I personally have been pulled over half a dozen times and never paid a ticket. I just bribe the officers five dollars or so. It’s just easier.
Back in Panama City, another traveler concurred:
My friend and I were traveling in a car with surfboards on top. This, plus the fact he looks like a gringo, really attracted the attention of police. They kept pulling us over and making up any excuse to do so, such as “another police officer back there radioed me to pull you over saying that you were driving in the middle of the road.”
It’s all bullshit. Then they tried to write us up for a $100 or $150 ticket, and when my friend protested, the officer said, “I know you’re rich—I see your laptop back there.” But my friend was smart and said, “no, no, I am a poor student just traveling and I borrowed that laptop from a friend.” Ultimately we were able to get away with just paying the officer $5.
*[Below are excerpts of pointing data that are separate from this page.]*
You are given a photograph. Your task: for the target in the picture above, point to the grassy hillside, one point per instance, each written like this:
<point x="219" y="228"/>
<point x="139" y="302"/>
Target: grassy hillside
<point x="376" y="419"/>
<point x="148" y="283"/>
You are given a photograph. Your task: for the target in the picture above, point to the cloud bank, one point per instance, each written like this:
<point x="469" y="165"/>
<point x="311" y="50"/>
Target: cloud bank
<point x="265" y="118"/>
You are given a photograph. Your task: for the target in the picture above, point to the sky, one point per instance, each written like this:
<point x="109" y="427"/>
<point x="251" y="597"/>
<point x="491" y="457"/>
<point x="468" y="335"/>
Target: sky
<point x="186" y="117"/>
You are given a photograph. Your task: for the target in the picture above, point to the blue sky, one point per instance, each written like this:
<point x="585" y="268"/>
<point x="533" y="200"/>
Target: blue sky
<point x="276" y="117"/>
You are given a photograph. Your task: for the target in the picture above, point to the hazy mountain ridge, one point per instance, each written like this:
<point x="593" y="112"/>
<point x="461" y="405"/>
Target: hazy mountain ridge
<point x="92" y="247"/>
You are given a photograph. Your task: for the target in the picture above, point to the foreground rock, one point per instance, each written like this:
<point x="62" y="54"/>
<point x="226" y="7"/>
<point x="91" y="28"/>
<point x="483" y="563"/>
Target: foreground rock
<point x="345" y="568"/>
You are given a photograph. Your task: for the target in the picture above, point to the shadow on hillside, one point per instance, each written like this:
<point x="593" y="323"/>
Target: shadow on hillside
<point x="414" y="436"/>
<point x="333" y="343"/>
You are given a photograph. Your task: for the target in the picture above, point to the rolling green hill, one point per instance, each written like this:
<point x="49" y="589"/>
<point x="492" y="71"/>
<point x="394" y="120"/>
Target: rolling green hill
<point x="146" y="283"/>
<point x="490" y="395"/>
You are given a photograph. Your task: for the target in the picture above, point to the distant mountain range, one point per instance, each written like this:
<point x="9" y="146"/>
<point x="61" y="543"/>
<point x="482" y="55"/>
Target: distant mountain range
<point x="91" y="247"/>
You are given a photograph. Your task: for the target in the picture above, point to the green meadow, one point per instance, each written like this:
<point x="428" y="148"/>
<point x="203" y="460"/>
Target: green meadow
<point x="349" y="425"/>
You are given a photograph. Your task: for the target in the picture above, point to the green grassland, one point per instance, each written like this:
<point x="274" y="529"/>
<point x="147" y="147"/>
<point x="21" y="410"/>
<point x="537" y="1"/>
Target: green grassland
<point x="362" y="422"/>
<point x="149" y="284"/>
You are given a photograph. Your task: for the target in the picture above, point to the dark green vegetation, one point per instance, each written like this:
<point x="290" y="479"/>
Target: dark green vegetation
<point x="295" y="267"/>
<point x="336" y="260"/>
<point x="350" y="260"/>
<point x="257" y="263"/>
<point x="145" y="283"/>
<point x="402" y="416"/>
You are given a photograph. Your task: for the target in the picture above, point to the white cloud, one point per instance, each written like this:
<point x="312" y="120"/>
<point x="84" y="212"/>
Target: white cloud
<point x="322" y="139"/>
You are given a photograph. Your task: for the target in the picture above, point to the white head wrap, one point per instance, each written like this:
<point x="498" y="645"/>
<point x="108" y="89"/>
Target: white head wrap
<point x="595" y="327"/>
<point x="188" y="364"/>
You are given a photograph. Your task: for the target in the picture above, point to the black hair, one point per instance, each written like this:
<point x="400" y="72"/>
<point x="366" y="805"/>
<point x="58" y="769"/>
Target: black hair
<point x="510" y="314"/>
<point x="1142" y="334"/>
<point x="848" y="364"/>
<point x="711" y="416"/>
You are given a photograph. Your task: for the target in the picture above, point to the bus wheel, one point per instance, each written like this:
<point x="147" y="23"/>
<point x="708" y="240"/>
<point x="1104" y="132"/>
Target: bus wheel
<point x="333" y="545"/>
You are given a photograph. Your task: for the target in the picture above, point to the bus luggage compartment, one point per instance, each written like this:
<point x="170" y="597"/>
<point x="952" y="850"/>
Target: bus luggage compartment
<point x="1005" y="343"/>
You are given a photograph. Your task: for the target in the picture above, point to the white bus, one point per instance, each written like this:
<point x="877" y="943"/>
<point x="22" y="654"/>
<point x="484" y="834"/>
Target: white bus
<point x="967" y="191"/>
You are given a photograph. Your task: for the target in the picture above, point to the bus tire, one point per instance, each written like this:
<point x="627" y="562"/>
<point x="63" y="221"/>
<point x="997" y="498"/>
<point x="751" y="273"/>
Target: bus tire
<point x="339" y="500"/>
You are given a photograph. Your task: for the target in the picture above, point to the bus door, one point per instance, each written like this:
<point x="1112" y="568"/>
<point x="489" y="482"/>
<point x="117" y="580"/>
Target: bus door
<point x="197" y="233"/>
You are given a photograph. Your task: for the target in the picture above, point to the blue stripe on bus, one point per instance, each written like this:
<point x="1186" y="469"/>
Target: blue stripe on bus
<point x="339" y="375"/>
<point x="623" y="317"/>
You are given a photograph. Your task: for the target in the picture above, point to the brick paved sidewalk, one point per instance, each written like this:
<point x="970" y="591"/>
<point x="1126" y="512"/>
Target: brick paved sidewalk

Another potential issue for anyone considering retiring to Boquete is that good homes—particularly those on a mountain side—are no longer cheap in the face of all of the ex-pats that have been buying them up. I was shocked to see that rents and purchasing prices of such houses approximated those in Northern Colorado!
On the other hand, there may be plenty of small, old, in-town homes for rent for cheap. Rumor had it that one employee of Habla Ya was renting a house (that even looked pretty decent) for $150/month. Another teacher said his home in David (“which is really nice”) that he is renting for $250/month would probably fetch $375/month in Boquete.
Hostels also rent for about $7-10/night for those short-term travelers. Sounds good to me.
By the end of our stay both of us thought that Boquete was an idyllic little paradise within the Panamanian mountains, and we talked about potentially returning for a longer period of time in the future, either to improve our Spanish further or to escape an abnormally harsh winter. It is, after all, one place I could spend a few weeks or even months in without missing the Front Range too much.
- Elevation: 1,000 meters (3,300 ft)
- Population (2006): 6,200
- Year-round high temperatures: ~21-26 C (70-80 F)
- Part of the Chiriquí province. Chiriquí, according to my Habla Ya tutor, means “dance of the rising moon.”